Italicum, Renzi avverte: "Se non passa tutti a casa". Apprensione tra i parlamentari

Matteo Renzi
Matteo Renzi

“Se non passa l’Italicum, credo proprio che il governo cade. Se il governo, nato per fare le cose, viene messo sotto allora vuol dire che i parlamentari dicono: “andate a casa”. Non sono per tenere la poltrona aggrappata alle terga”.

Matteo Renzi  cala l’asso per dire a chi critica la riforma elettorale che “o fate come dico io, o tornate, come diceva Bersani, a pettinar le bambole”. Una sorta di ultimatum che sta rovinando il fine settimana a diversi esponenti politici di maggioranza e opposizione.

Vista così, sembra non vi siano molte alternative alla volontà del premier. Nessuno dei parlamentari, dopo queste parole oserebbe fare muro all’Italicum sapendo che un secondo dopo dovrà pensare a come farsi rieleggere per rientrare in parlamento. Poiché una caduta di Renzi significa elezioni anticipate. Il capo dello Stato, ad eventuali dimissioni di Renzi potrebbe esplorare per un’altra maggioranza, ipotesi che col quadro politico in atto appare improbabile. Da quì, lo scioglimento anticipato delle Camere e l’indizione di nuove elezioni politiche da tenersi al massimo in autunno.

Renzi non cede e tira dritto per la sua strada facendo sapere che il governo deciderà martedì se porre la fiducia sull’Italicum, testo che sarà discusso già lunedi a Montecitorio. Sicuro, com’è, che alla fine l’avvertimento “è servito” e incasserà i voti necessari per superare quest’altro scoglio per arrivare sereno fino al 2018.

Dopo “l’ultimatum ” di Renzi tra i parlamentari serpeggia tensione e preoccupazione. E non sono in pochi in queste ore a mediare un atteggiamento “più responsabile” verso chi ha tirato troppo la corda per ottenere il voto segreto (da cui Renzi uscirebbe impallinato da molti franchi tiratori residenti a largo del Nazareno e non solo).

Ancora tre anni di legislatura, in fondo, sono tanti e per molti deputati e senatori sono questione di “vita o di morte” politica. Bisogna capire come si muove adesso la minoranza Pd che ha eretto barricate sia contro il modus operandi renziano che contro la legge elettorale. Bersani, Cuperlo e Civati (i più felici di una caduta di Renzi, ma senza alternative credibili nel Pd) riusciranno a esser fedeli alla linea di intransigenza o molleranno la presa?

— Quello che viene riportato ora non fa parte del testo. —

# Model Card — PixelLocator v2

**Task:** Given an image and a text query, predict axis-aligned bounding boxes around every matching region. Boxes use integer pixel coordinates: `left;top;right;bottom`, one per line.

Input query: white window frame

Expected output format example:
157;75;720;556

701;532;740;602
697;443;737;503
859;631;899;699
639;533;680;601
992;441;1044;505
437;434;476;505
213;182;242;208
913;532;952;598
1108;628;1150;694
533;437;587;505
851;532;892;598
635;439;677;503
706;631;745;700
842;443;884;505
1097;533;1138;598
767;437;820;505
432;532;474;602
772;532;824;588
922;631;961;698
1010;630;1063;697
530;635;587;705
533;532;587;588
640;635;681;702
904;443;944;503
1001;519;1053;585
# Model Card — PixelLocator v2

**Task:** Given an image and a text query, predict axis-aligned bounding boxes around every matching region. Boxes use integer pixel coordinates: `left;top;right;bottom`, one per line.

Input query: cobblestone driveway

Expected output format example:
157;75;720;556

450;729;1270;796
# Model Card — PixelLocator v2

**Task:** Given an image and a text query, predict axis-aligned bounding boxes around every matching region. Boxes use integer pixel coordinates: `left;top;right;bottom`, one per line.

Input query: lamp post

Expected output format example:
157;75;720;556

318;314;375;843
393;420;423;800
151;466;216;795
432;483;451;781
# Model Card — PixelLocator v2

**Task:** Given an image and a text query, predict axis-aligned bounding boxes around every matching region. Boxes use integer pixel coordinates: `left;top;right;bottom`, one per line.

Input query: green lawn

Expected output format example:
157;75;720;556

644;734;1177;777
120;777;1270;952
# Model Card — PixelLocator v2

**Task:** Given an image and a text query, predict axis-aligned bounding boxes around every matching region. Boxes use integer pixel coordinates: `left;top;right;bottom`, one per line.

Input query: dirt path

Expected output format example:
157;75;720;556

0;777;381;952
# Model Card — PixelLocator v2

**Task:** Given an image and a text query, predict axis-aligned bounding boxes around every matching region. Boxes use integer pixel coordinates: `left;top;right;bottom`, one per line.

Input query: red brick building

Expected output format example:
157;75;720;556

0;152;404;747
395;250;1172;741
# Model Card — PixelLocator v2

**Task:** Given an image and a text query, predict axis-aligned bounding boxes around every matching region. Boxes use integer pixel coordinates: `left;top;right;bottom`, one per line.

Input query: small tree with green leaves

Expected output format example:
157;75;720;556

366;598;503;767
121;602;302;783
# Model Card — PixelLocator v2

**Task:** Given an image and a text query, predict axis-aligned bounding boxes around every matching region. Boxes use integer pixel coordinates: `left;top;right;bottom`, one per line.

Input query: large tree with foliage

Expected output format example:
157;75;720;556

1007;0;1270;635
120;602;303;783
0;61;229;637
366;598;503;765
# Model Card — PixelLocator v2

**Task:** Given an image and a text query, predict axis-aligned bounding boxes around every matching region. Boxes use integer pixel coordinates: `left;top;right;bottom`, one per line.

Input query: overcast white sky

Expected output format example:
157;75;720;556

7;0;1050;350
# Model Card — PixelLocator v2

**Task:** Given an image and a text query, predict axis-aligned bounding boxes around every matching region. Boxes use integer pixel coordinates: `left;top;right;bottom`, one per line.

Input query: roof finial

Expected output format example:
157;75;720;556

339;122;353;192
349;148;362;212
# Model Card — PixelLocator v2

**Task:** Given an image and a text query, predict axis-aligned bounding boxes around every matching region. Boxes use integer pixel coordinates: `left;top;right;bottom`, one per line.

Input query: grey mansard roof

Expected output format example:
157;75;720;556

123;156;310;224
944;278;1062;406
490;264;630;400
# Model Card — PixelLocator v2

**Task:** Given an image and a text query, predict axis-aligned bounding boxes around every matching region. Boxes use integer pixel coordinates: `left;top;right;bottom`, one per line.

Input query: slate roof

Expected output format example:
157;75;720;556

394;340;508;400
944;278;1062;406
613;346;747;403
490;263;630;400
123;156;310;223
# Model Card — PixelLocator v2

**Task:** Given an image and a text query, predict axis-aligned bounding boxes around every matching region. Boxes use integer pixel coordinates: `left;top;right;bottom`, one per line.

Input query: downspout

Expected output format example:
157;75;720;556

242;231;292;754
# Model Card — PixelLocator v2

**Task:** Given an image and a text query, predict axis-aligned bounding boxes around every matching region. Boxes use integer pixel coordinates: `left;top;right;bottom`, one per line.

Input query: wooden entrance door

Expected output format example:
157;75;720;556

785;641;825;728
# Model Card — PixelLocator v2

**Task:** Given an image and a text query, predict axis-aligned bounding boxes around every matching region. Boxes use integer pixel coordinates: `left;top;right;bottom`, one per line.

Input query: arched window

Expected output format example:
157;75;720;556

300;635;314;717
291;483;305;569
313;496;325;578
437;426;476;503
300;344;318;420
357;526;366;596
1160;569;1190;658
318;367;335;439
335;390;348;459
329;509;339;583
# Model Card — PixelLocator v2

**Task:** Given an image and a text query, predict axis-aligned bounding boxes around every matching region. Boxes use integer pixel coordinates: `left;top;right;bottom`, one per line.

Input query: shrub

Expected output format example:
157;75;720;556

La prima ipotesi porterebbe diritto alle urne da cui, con il Consultellum non è scontato avere tutta la fronda ribelle rieletta. Se alleggeriranno la pressione sul premier e quindi faranno trovare i voti necessari al varo della riforma, potrebbe passare come una resa condizionata da piccoli interessi personali. A Renzi resta dunque il manico del coltello e solo col voto finale sull’Italicum si potrà capire quale sia stato il compromesso.